2. Basketball-Bundesliga Pro B

Dragons-Trainer Adelt fordert deutliche Steigerung

Alles oder nichts heißt es für Kwan Waller und die Dragons Rhöndorf im Heimspiel gegen Würzburg.

Alles oder nichts heißt es für Kwan Waller und die Dragons Rhöndorf im Heimspiel gegen Würzburg.

BAD HONNEF. Die Rhöndorfer Drachen empfangen den Tabellennachbarn Würzburg und wollen sich eine besser Ausgangsposition für die Playdowns verschaffen.
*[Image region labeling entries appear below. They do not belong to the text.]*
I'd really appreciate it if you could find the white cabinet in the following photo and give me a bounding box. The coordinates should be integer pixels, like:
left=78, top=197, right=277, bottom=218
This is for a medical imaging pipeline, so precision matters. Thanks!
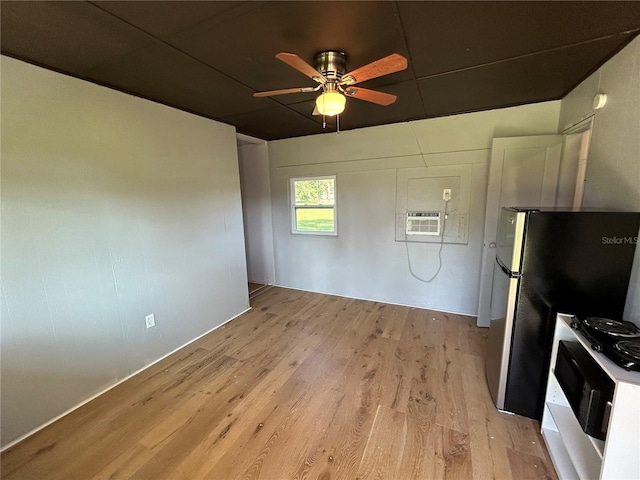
left=542, top=315, right=640, bottom=480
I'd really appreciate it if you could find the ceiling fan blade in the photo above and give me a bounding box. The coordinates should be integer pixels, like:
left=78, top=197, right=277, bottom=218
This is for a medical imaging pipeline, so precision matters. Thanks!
left=340, top=53, right=407, bottom=85
left=344, top=87, right=398, bottom=107
left=253, top=87, right=317, bottom=97
left=276, top=52, right=327, bottom=84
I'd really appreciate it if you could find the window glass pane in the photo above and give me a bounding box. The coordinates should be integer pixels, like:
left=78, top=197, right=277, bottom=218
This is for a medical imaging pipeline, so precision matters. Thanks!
left=295, top=207, right=334, bottom=232
left=294, top=178, right=335, bottom=205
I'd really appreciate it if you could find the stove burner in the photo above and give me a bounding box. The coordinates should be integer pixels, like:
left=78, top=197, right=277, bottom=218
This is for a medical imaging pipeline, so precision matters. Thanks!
left=583, top=317, right=640, bottom=338
left=613, top=340, right=640, bottom=361
left=571, top=317, right=640, bottom=372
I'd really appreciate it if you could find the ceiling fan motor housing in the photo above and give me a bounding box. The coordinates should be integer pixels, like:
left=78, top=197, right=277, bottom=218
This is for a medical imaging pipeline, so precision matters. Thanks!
left=314, top=51, right=347, bottom=81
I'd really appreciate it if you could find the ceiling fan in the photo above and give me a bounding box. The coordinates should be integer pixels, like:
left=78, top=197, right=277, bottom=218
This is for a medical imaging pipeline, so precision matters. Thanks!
left=253, top=51, right=407, bottom=116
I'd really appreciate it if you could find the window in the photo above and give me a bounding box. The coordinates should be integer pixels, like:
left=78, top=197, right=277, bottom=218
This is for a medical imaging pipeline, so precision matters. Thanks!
left=290, top=175, right=338, bottom=235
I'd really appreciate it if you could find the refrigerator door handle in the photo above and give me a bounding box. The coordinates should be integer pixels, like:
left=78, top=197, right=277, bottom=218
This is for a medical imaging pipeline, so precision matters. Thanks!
left=496, top=255, right=522, bottom=278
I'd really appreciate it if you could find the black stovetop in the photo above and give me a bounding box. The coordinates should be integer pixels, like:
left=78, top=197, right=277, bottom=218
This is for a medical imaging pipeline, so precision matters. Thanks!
left=571, top=317, right=640, bottom=372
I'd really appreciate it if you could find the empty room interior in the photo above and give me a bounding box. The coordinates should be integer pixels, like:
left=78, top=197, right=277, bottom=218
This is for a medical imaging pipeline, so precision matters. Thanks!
left=0, top=0, right=640, bottom=480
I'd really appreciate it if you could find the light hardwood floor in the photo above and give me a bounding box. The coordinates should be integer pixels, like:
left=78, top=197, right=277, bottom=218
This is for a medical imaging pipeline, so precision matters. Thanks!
left=1, top=288, right=556, bottom=480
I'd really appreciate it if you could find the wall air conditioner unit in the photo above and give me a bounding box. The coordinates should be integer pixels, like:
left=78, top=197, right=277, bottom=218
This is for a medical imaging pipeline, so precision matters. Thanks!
left=406, top=212, right=440, bottom=235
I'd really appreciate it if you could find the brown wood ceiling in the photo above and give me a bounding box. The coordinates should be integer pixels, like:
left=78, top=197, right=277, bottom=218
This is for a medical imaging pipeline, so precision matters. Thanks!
left=0, top=1, right=640, bottom=140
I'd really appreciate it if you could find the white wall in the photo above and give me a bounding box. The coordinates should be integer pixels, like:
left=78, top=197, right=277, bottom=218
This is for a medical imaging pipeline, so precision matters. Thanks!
left=1, top=57, right=248, bottom=445
left=269, top=101, right=560, bottom=315
left=238, top=142, right=275, bottom=285
left=560, top=37, right=640, bottom=325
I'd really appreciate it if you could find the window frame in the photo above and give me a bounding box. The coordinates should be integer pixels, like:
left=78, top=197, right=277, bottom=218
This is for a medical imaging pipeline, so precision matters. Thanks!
left=289, top=175, right=338, bottom=237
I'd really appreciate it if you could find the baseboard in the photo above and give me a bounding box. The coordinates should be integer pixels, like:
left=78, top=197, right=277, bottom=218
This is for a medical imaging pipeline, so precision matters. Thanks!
left=0, top=307, right=251, bottom=452
left=273, top=283, right=476, bottom=317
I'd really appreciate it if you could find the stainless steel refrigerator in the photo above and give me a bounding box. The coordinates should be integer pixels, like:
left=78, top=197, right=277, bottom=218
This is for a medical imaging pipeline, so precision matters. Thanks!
left=486, top=207, right=640, bottom=419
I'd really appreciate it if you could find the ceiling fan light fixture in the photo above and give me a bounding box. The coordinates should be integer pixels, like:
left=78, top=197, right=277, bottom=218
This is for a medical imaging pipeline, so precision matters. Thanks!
left=316, top=91, right=347, bottom=117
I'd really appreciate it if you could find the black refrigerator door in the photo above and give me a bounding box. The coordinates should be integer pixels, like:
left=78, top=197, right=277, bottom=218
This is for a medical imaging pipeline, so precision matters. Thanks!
left=505, top=212, right=640, bottom=419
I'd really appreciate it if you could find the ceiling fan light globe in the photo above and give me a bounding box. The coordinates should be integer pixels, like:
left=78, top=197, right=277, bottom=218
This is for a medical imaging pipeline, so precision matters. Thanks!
left=316, top=92, right=347, bottom=117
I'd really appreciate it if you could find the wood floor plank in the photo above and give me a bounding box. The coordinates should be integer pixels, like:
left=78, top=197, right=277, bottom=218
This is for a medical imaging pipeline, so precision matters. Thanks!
left=356, top=405, right=407, bottom=480
left=0, top=287, right=556, bottom=480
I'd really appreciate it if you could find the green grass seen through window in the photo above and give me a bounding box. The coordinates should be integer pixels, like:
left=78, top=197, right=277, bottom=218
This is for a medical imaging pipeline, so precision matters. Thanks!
left=296, top=208, right=335, bottom=232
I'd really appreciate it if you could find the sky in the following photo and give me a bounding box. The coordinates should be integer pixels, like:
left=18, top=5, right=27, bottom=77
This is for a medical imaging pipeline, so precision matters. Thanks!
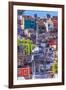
left=18, top=10, right=58, bottom=18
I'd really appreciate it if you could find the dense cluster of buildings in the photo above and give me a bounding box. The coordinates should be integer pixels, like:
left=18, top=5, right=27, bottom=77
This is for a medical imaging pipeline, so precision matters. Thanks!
left=17, top=14, right=58, bottom=79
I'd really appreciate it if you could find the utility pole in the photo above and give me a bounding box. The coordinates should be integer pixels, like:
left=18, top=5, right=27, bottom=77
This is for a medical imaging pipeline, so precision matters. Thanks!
left=34, top=14, right=39, bottom=45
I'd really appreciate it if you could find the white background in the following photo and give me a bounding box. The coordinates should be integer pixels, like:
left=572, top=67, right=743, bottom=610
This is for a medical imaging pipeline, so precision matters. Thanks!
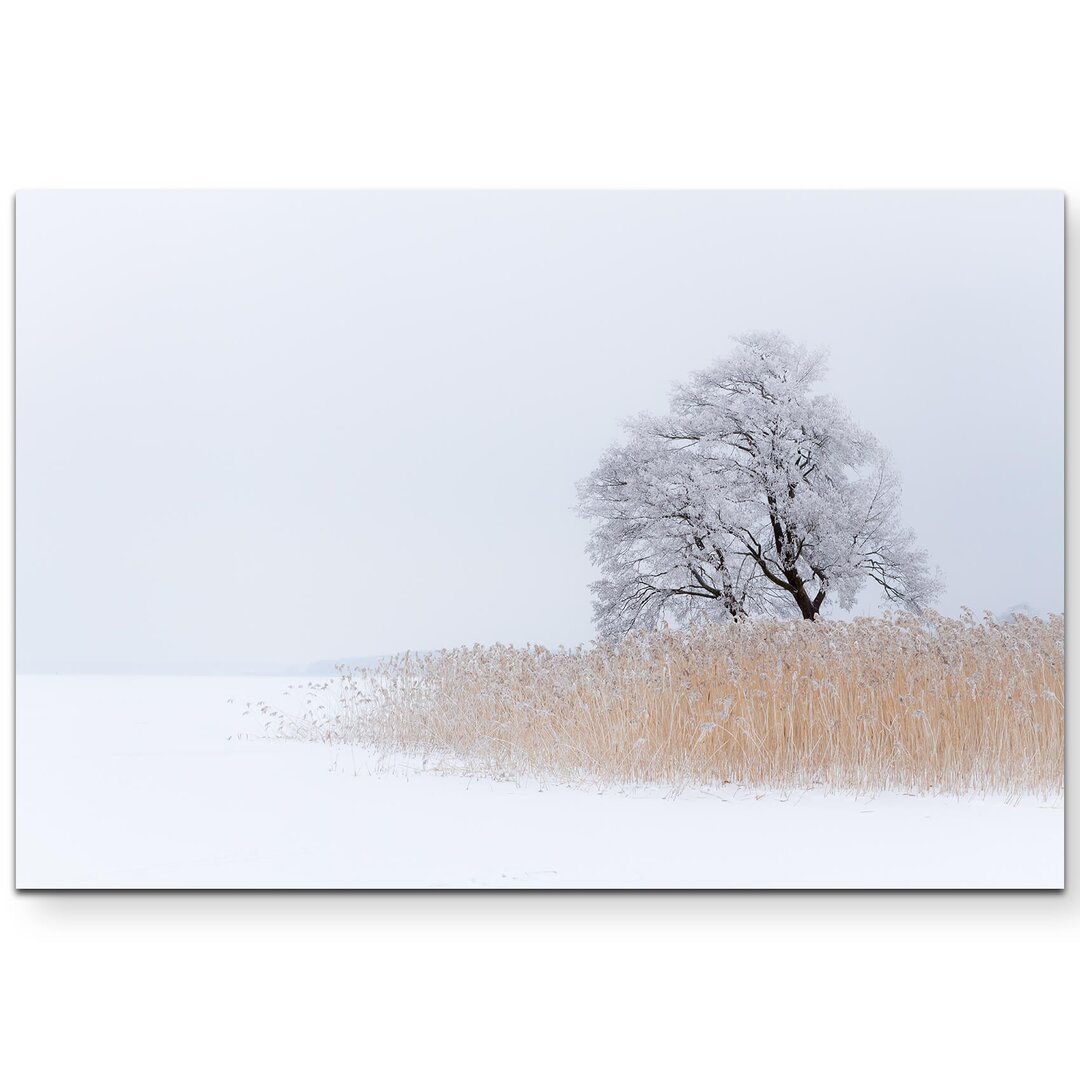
left=0, top=0, right=1080, bottom=1077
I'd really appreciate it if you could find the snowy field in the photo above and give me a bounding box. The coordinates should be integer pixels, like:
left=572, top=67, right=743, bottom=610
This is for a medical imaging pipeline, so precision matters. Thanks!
left=16, top=675, right=1065, bottom=889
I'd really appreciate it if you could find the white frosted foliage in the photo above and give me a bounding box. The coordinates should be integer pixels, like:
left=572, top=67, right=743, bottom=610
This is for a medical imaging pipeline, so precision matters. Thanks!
left=579, top=333, right=939, bottom=636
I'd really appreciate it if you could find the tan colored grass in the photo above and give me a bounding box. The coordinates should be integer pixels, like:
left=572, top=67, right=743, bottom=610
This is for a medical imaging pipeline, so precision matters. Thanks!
left=270, top=616, right=1065, bottom=794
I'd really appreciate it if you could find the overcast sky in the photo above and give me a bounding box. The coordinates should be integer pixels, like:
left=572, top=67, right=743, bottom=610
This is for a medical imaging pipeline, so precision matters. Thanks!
left=16, top=192, right=1064, bottom=670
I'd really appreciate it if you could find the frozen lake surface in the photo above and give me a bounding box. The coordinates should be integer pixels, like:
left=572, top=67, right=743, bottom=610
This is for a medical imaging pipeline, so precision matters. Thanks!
left=16, top=675, right=1065, bottom=889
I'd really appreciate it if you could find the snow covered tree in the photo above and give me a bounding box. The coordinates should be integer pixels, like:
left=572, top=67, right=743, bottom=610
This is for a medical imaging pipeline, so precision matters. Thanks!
left=579, top=333, right=939, bottom=636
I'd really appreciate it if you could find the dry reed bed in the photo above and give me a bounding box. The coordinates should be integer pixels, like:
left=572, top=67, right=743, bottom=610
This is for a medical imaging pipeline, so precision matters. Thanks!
left=270, top=615, right=1065, bottom=794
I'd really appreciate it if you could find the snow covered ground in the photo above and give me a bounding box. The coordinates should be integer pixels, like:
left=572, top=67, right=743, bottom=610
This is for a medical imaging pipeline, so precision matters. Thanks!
left=16, top=675, right=1065, bottom=889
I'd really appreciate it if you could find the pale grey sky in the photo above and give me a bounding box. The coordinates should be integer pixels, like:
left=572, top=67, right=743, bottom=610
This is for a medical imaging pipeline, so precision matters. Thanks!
left=16, top=192, right=1064, bottom=670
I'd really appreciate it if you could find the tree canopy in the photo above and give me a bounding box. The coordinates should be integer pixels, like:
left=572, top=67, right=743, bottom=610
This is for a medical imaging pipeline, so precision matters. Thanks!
left=579, top=333, right=939, bottom=636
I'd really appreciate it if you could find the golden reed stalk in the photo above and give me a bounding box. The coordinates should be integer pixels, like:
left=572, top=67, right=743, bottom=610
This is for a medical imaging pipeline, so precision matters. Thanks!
left=278, top=615, right=1065, bottom=795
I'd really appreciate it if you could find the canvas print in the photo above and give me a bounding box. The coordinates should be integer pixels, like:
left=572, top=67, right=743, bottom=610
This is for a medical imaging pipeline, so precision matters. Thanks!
left=16, top=191, right=1065, bottom=889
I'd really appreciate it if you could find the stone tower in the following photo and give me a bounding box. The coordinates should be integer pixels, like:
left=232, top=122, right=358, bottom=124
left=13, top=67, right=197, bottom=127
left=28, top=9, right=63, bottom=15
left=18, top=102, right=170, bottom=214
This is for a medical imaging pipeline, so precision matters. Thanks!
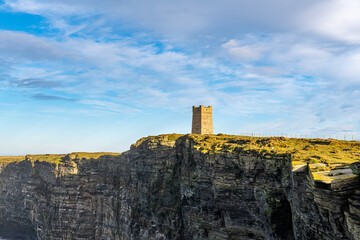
left=191, top=105, right=214, bottom=134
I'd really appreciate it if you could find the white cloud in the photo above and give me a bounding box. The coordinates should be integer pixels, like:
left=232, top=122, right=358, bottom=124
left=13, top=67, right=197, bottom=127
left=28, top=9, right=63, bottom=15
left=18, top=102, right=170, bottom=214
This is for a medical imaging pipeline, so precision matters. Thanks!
left=300, top=0, right=360, bottom=44
left=221, top=39, right=262, bottom=61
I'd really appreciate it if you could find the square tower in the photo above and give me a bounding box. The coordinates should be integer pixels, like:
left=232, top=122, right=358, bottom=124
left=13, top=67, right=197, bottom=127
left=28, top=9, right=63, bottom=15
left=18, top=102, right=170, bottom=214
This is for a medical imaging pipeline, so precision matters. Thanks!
left=191, top=105, right=214, bottom=134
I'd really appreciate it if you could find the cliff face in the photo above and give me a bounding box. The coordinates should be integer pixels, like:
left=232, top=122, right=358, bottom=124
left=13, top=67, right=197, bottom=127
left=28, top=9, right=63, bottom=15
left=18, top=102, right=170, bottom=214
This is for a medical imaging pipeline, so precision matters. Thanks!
left=0, top=135, right=360, bottom=240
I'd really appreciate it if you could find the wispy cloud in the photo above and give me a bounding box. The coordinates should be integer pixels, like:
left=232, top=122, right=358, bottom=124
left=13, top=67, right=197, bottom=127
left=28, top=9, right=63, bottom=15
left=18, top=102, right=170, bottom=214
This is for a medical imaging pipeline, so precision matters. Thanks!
left=16, top=78, right=62, bottom=88
left=32, top=93, right=78, bottom=102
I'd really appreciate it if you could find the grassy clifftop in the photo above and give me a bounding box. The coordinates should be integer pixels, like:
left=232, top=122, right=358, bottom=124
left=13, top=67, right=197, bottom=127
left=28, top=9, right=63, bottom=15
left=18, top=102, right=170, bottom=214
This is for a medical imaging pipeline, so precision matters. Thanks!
left=0, top=152, right=121, bottom=164
left=190, top=134, right=360, bottom=164
left=0, top=134, right=360, bottom=165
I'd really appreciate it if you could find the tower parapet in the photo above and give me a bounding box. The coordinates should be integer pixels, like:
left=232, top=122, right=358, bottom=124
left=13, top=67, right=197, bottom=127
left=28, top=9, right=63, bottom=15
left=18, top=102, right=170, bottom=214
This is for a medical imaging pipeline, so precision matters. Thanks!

Der Glaube kann Berge versetzen – so lautet eine Redensart, die sich häufig auch und gerade im Sport widerspiegelt: Wenn eine Mannschaft an sich glaubt und sich jeder für den anderen bedingungslos einsetzt, können plötzlich Leistungen abgerufen werden, die keiner mehr für möglich hält. Genau diesen sportlichen „Glaubens-Ansatz“ brauchen die Dragons Rhöndorf in der 2. Basketball-Bundesliga Pro B, wenn am Samstagabend um 19.30 Uhr am Menzenberg das Duell gegen den schon mit sieben Punkten besser ausgestatteten Tabellennachbarn TG s.Oliver Würzburg ansteht. Es ist das letzte Saisonspiel der regulären Spielrunde vor den Playdowns, der Abstiegsrelegation der Pro B.

Bereits vor dem letzten Spieltag stehen die Teilnehmer an den Playdowns endgültig fest. Neben Köln, Würzburg und den Dragons muss der BBC Coburg als viertes Team in die Abstiegsrunde der Süd-Staffel. Alle vier Mannschaften nehmen dabei ihre Bilanz und Punkte aus der regulären Saison mit und treffen in einer Hin- und Rückrunde jeweils einmal zu Hause und einmal auswärts aufeinander. Am Ende der sechs Spieltage dauernden Playdowns steigen die beiden Tabellenletzten der Gruppe in die 1. Regionalliga ab.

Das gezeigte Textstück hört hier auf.